Well, that’s fantastic. I didn’t know you were working on adding that language to your impressive list of skills and accomplishments, so congratulations to that and hope you can get there in the not too distant future. Well, with that, I’d like to thank each of you for being here. I think it’s been a great discussion on these emerging litigation risk and website browsing consumer activities. Is there anything that one of you would like to summarize in terms of the main take away from all of this?

Howitt

Companies need to pay attention to any new features or technologies they’re putting on their websites, such as chat bots, adding video, anything new, new pixels, or tracking or cookies, and speak with your attorneys to find out what you can do to mitigate the risks of litigation associated with these technologies.

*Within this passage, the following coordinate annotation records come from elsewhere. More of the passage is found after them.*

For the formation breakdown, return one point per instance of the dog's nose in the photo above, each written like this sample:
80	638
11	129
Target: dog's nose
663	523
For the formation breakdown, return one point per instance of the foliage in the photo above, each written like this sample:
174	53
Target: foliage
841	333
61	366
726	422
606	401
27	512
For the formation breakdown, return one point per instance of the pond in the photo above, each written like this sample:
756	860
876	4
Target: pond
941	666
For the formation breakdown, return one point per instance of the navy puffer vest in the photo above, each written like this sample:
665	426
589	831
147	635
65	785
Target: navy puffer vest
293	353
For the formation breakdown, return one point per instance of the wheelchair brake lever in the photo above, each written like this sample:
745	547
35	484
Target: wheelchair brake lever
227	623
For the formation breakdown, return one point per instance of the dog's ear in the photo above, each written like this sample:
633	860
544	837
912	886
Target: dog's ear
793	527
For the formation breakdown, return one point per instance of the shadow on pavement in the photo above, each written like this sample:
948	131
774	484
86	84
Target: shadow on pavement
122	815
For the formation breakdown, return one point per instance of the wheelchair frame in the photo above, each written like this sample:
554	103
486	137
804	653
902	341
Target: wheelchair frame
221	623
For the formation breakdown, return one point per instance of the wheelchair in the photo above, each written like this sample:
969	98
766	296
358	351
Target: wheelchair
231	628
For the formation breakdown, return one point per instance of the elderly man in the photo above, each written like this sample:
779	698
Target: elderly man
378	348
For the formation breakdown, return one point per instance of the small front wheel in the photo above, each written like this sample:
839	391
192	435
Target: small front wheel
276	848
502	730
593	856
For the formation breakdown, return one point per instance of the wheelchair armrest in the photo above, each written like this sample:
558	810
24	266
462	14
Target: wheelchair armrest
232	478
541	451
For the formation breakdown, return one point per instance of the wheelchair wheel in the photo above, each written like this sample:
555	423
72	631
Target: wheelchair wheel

Because the plaintiffs’ firms are coming at these fast and furiously and they’re very creative in their arguments.

Schmidt

Well, thanks each of you for being here. It’s been a very interesting discussion and I would think this will be a great benefit to our listeners of SharkCast. As always, I’m indebted to the extraordinary team at Dorsey for making this podcast and episode possible. For more resources on this and other litigation risk, go to litigationrisk.com, where more information can be found, including a book on managing litigation risk written by yours truly. Until next time, my friends, this is yet another reminder that there are a lot of sharks swimming out there in the murky waters, so swim safely.

Voiceover

This podcast is not legal advice and does not establish an attorney-client relationship, or create any duty of Dorsey & Whitney LLP for those appearing in this podcast to anyone. Although we try to assure that the content of this podcast is accurate, comprehensive and reflects current legal developments, we do not warrant or guarantee those things. The opinions expressed in this podcast are the opinions of those appearing in the podcast only, and not those of Dorsey & Whitney. This podcast is considered attorney advertising under the applicable rules of certain states.